Introducing the brain: language and invention (Introduction)

by David Turell @, Wednesday, June 24, 2020, 18:08 (1611 days ago) @ David Turell

This theory says using language in thought leads to inventions:

https://psyche.co/ideas/our-greatest-invention-was-the-invention-of-invention-itself?ut...

"For more than 1.5 million years, archaic humans (earlier Homo species, such as Homo erectus) had been slowly diverging from the other great apes, developing a way of life marked by increased collaboration. They made simple stone tools, hunted together, might have cooked their food, and probably engaged in communal parenting.

"Still, their lifestyle remained largely static over vast periods of time, with few, if any, signs of artistic activity or technical innovation. Things started to change only in the past 300,000 years, with the emergence of our own species and our cousins the Neanderthals, and even then the pace of change didn’t quicken much until 40-60,000 years ago. (my bold)

"What caused our species to break out of the pattern set by archaic humans?...But from my perspective as someone who studies the human mind, one development stands out as of special importance. There is a mental ability we possess today that must have emerged at some point in our history, and whose emergence would have vastly enhanced our ancestors’ creative powers.

"The ability I mean is that of hypothetical thinking...This is the key to sustained innovation and creativity, and to the development of art, science and technology. Archaic humans, in all probability, didn’t possess it. The static nature of their lifestyle suggests that they lived in the present, their attention locked on to the world, and their behaviour driven by habit and environmental stimuli. In the course of their daily activities, they might accidentally hit on a better way of doing something, but they didn’t actively think up innovations for themselves.

***

"If Dor’s suggestion is right, then language would have paved the way for hypothetical thinking. Language enabled humans to learn about things they hadn’t experienced themselves... By combining linguistic elements in different ways, speakers could issue instructions for imagining an unlimited range of things – not only things their hearers hadn’t experienced but things no one had experienced... Gradually, they would have discovered that they could use this ability creatively, to tell stories, create myths, and deceive each other. And, crucially from our perspective, they would have discovered that they could use it to propose hypotheses.

***

"Dennett’s concern is with consciousness – the stream of thoughts, ideas and impressions running through our minds. It is tempting to think that producing consciousness is a central function of our brains, and perhaps of the brains of other animals too. Dennett suggests that this is not so. Our brains, are composed of multiple specialist systems, which operate non-consciously and in parallel. The conscious mind is a temporary level of organisation – a ‘virtual’ system – that we create for ourselves through certain learned habits of self-stimulation.

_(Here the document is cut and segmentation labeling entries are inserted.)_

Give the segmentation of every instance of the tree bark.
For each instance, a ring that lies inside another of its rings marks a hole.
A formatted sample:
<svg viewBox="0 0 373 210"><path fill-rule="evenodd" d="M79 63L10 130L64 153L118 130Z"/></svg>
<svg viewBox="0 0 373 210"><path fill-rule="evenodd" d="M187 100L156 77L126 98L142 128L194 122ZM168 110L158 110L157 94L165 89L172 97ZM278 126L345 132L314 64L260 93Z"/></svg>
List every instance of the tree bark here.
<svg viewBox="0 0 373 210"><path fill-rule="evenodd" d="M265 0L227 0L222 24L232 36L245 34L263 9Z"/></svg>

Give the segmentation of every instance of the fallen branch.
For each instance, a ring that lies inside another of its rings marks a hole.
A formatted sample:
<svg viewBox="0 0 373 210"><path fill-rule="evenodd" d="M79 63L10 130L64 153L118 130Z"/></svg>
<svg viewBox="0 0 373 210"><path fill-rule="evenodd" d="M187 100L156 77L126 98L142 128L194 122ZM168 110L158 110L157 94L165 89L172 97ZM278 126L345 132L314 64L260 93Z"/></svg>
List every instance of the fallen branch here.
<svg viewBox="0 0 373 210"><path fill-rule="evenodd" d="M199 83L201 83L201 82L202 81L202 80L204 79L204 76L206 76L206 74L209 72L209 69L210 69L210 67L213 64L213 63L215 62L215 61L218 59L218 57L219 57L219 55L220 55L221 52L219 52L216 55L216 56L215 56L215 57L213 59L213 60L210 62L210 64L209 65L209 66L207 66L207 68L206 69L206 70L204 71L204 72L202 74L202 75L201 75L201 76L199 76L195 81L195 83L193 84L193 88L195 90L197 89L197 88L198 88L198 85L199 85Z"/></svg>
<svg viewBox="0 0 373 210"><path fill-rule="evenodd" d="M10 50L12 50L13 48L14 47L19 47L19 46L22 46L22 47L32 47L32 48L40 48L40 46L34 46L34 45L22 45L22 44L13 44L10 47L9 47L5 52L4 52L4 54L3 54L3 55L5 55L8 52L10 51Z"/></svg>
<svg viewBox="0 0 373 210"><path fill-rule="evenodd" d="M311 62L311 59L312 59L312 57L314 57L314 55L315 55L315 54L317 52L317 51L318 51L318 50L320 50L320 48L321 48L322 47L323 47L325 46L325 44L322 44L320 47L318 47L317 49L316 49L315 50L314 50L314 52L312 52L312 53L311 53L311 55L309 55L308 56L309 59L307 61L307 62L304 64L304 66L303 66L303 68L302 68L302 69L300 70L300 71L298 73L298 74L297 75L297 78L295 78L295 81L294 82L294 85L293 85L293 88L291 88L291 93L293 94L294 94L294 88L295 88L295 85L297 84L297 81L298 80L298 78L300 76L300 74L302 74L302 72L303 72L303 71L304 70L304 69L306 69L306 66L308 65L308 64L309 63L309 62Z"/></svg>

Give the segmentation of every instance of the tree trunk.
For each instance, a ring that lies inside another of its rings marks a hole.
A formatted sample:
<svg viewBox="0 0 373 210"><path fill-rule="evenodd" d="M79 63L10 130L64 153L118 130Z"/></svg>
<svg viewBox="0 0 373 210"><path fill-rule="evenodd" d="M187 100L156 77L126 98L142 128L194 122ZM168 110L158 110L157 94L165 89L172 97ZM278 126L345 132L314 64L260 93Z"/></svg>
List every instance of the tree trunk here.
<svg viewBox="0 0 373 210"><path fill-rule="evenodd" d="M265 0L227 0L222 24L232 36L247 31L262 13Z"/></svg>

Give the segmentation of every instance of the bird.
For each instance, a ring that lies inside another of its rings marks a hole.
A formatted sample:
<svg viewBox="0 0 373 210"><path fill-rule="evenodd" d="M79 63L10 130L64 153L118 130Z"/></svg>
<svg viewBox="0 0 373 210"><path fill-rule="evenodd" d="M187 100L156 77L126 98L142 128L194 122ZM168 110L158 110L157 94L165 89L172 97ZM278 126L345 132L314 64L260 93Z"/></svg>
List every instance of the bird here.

" Once they developed language, our ancestors would sometimes talk to themselves, at first by accident. And when they did, they would hear their own utterances and, often, react to them as they did to other people’s. When they asked themselves a question, they answered; when they admonished themselves, they worked harder; when they reminded themselves, they focused more, and so on – these reactions being generated spontaneously by non-conscious processes. Sometimes, one utterance would provoke another, and that another, and so on, generating a lengthy train of thought. This process of mental self-stimulation helped to coordinate the resources of different brain systems, and it proved useful, enhancing self-control and promoting sustained patterns of behaviour. Humans formed habits of private speech and gradually developed the ability to talk to themselves silently in inner speech. They also adopted other forms of mental self-stimulation, such as drawing pictures or visualising them. Elaborated and refined, the stream of self-generated speech and other imagery, and the associated mental reactions, came to form what we call the conscious mind.

***

"As they cultivated these habits, mentally stimulating themselves and paying careful attention to the results, humans did something else, too. They created the sense that there was a private world inside them, where their real self lived and thought, a world that sometimes seemed more real to them than the one around them. In a sense, they created their own conscious minds and selves.

"If Dor and Dennett are right, the key factors in setting humans on their unique path were the invention of a new way of communicating and the discovery of how to use it creatively, first socially and later in private. These activities are now central to human life, and our brains and vocal systems have probably become adapted in many ways to facilitate them, but they were initially cultural innovations. We might say that humans’ greatest invention was the invention of invention itself."

Comment: The author notes the stasis after arrival of our large-sized brain and the beginning of real use of concepts once usable language appeared. The large brain provided a space for complex spoken language and later writing and reading language.